And that is why plaintext so useful – it’s simplicity makes it nearly universal across both platforms and time.
Be aware that lots of file endings can be used for plaintext files. For example,
.csv files are also plaintext. Indeed, it is because they have such a simple format that
.csvs are the most used format for sharing tabular data.
.tsv, and other file suffixes are also usually plaintext.
But just because a file is not plaintext doesn’t mean we don’t want to know what it is! So let’s use the
open command (on a mac) or the
start command (if you’re using a bash shell on windows).
open FILENAME /
start FILENAME just asks your computer to do whatever it would do if you double-clicked on FILENAME. So if you type
open CE-20170824.pdf /
start CE-20170824.pdf, your computer will open the PDF in your default PDF reader.
CE-20170824.pdf is just a paper someone wrote using this data. Since the name
CE-20170824.pdf doesn’t tell us anything about this paper, let’s rename it using the
mv command. Recall from DataCamp that
mv stands for move, but that while it is moving files it can also rename them. If you “move” something from its current location back to its current location but with a different name, you’ve effectively re-named it!. So try re-naming
CE-20170824.pdf to something more descriptive.
Up till now, we haven’t done anything that wouldn’t have been easier to do using a mouse and a regular graphical user interface. But now let’s suppose we want to analyze the data from 311 calls placed on Thursdays and Fridays to see if city workers are less likely to address problems that are reported on Fridays.

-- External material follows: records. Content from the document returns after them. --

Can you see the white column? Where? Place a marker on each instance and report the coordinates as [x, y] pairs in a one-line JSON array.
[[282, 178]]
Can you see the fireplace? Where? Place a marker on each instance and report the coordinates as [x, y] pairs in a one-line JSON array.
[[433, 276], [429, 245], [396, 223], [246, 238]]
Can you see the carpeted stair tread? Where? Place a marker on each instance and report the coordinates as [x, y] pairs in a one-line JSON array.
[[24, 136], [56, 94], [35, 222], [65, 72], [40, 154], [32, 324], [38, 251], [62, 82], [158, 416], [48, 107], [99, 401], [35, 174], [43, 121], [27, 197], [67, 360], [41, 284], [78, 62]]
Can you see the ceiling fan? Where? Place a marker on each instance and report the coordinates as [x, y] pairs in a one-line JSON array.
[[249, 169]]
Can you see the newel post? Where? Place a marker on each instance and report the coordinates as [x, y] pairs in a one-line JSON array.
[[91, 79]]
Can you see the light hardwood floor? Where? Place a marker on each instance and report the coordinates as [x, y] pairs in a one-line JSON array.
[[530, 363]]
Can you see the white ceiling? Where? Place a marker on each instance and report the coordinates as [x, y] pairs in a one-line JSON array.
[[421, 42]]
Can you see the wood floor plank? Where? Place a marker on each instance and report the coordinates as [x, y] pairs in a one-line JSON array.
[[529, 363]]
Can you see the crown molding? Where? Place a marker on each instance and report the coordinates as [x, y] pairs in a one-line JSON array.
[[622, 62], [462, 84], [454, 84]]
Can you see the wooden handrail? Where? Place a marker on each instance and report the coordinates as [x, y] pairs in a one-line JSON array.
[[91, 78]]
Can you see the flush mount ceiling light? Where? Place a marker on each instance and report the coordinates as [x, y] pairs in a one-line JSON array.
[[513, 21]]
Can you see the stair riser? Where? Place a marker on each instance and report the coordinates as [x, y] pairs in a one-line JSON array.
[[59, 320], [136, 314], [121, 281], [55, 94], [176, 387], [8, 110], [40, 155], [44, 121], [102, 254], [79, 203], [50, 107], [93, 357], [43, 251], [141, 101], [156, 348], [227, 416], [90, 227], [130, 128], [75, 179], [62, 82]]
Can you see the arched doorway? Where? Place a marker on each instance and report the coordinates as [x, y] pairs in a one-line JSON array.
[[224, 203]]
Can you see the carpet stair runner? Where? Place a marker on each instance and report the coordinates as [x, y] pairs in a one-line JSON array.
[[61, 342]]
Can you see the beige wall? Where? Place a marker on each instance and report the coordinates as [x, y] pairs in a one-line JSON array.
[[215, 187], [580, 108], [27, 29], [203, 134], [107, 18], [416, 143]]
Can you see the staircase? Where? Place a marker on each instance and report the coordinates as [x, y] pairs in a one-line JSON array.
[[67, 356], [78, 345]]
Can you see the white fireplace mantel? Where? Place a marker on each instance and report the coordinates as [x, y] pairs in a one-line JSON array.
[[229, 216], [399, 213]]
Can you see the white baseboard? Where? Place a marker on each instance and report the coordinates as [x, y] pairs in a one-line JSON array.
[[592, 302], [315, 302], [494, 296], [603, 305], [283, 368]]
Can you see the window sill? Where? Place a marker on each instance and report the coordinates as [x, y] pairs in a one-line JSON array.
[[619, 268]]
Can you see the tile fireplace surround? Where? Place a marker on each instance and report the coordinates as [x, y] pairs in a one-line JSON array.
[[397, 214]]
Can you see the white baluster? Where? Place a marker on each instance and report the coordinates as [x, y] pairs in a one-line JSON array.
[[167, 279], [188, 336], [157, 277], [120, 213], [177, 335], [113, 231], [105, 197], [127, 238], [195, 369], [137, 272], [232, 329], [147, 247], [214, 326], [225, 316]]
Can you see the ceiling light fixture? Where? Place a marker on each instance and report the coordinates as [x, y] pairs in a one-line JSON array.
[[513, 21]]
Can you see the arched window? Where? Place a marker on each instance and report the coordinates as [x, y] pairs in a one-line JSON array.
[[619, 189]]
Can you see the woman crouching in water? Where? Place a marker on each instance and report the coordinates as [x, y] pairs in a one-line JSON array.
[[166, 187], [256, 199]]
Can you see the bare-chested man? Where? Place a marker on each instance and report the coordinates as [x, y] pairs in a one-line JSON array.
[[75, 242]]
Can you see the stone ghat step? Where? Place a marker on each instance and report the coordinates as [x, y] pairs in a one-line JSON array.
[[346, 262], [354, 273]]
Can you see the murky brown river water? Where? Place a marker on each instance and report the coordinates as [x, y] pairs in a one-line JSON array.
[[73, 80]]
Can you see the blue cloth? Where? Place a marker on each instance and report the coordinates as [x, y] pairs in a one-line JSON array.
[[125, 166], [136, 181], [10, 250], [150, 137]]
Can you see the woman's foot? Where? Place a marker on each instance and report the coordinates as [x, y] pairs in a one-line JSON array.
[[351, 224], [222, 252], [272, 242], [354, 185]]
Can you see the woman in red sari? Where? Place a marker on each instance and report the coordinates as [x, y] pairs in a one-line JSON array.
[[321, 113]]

In your normal operating system GUI, open up the
raw data folder inside
NYC_311calls_2018. As you will see, the folder is full of CSVs (comma-separated-values, a plain-text format for storing spreadsheets), with one file for each day.
Without using the command line (or another progamming language), how you would pull out all the files for Thursdays and Fridays and move them to a new folder without using the command line? Would you strategy work if you had 10 years of data instead of 1 year of data?
One of the advantages of the command line is that you can use wildcards (the
* symbol) to identify any files with a given pattern. For example, if I wanted to list all the CSV files in
raw data from February, I would type
ls 311calls_2018_2_*.csv, since all the files from February (month 2) would have the same prefix (
311calls_2018_2_) and suffix (
.csv). Now, using the
mv command and the
* symbol, move all the Thursday and Friday files to a new folder. (Hint: you’ll probably need to make a new folder to put the files into first.)